CVJul 6, 2017

On the Compactness, Efficiency, and Representation of 3D Convolutional Networks: Brain Parcellation as a Pretext Task

arXiv:1707.01992v1359 citations
Originality Incremental advance
AI Analysis

This work addresses the need for efficient and flexible networks in medical imaging, particularly for brain MR image analysis, but it is incremental as it builds on existing building blocks like dilated convolution and residual connections.

The authors tackled the challenge of designing efficient deep architectures for volumetric medical image segmentation by proposing a high-resolution, compact 3D convolutional network using dilated convolution and residual connections, achieving results comparable to state-of-the-art methods while being an order of magnitude more compact in brain parcellation tasks.

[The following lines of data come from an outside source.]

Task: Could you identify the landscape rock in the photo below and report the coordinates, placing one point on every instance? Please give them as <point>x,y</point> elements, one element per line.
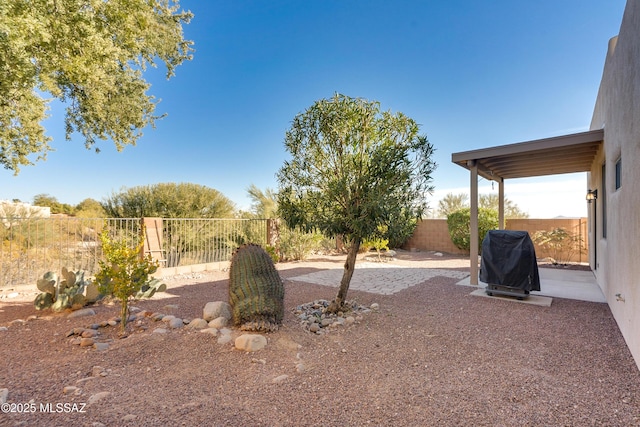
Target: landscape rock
<point>250,342</point>
<point>280,379</point>
<point>70,389</point>
<point>86,342</point>
<point>97,397</point>
<point>219,322</point>
<point>101,346</point>
<point>197,324</point>
<point>224,339</point>
<point>176,323</point>
<point>82,313</point>
<point>167,319</point>
<point>215,309</point>
<point>89,333</point>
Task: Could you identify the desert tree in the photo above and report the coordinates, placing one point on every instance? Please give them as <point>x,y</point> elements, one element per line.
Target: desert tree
<point>91,55</point>
<point>353,169</point>
<point>451,203</point>
<point>169,200</point>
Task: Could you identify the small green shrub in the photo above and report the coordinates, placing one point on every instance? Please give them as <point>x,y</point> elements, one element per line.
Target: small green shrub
<point>296,246</point>
<point>459,224</point>
<point>125,273</point>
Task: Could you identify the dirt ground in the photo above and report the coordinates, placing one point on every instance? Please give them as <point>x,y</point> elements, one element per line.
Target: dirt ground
<point>431,354</point>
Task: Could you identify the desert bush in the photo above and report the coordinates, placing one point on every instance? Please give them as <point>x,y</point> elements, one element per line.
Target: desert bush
<point>559,243</point>
<point>459,224</point>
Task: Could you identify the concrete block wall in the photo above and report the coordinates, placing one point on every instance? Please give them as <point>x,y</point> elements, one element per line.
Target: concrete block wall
<point>433,234</point>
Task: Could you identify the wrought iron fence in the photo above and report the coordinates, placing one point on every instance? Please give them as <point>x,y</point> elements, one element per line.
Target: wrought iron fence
<point>200,241</point>
<point>29,247</point>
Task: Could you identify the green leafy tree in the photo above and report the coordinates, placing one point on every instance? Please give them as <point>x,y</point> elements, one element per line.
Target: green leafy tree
<point>46,200</point>
<point>124,272</point>
<point>89,54</point>
<point>459,225</point>
<point>264,204</point>
<point>169,200</point>
<point>90,208</point>
<point>352,170</point>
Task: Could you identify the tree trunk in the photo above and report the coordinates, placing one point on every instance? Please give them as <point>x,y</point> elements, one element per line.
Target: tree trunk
<point>349,267</point>
<point>124,314</point>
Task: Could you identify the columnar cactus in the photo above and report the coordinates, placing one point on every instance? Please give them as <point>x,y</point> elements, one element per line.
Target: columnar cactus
<point>256,291</point>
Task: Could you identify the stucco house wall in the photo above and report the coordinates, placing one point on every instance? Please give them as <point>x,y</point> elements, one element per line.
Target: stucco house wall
<point>614,218</point>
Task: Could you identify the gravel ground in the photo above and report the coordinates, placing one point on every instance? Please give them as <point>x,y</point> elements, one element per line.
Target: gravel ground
<point>431,355</point>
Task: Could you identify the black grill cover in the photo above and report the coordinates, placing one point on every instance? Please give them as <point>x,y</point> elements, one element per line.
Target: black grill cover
<point>509,259</point>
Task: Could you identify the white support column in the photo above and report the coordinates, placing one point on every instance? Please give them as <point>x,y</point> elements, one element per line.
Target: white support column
<point>473,249</point>
<point>501,223</point>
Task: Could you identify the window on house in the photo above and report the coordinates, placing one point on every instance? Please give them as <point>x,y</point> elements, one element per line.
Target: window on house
<point>604,200</point>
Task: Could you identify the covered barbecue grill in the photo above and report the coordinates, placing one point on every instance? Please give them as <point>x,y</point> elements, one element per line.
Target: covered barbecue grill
<point>508,264</point>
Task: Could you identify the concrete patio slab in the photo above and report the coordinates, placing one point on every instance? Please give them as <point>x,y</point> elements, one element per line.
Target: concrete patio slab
<point>559,283</point>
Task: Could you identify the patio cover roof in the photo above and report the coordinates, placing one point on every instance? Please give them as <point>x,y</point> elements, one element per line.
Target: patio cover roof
<point>549,156</point>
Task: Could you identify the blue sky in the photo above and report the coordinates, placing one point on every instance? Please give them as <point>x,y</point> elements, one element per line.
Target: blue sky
<point>473,74</point>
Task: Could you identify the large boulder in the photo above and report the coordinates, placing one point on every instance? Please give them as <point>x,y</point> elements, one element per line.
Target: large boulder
<point>250,342</point>
<point>215,309</point>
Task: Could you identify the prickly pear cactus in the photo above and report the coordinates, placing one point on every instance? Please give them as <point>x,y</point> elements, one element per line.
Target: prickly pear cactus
<point>256,292</point>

Deep convolutional neural networks are powerful tools for learning visual representations from images. However, designing efficient deep architectures to analyse volumetric medical images remains challenging. This work investigates efficient and flexible elements of modern convolutional networks such as dilated convolution and residual connection. With these essential building blocks, we propose a high-resolution, compact convolutional network for volumetric image segmentation. To illustrate its efficiency of learning 3D representation from large-scale image data, the proposed network is validated with the challenging task of parcellating 155 neuroanatomical structures from brain MR images. Our experiments show that the proposed network architecture compares favourably with state-of-the-art volumetric segmentation networks while being an order of magnitude more compact. We consider the brain parcellation task as a pretext task for volumetric image segmentation; our trained network potentially provides a good starting point for transfer learning. Additionally, we show the feasibility of voxel-level uncertainty estimation using a sampling approximation through dropout.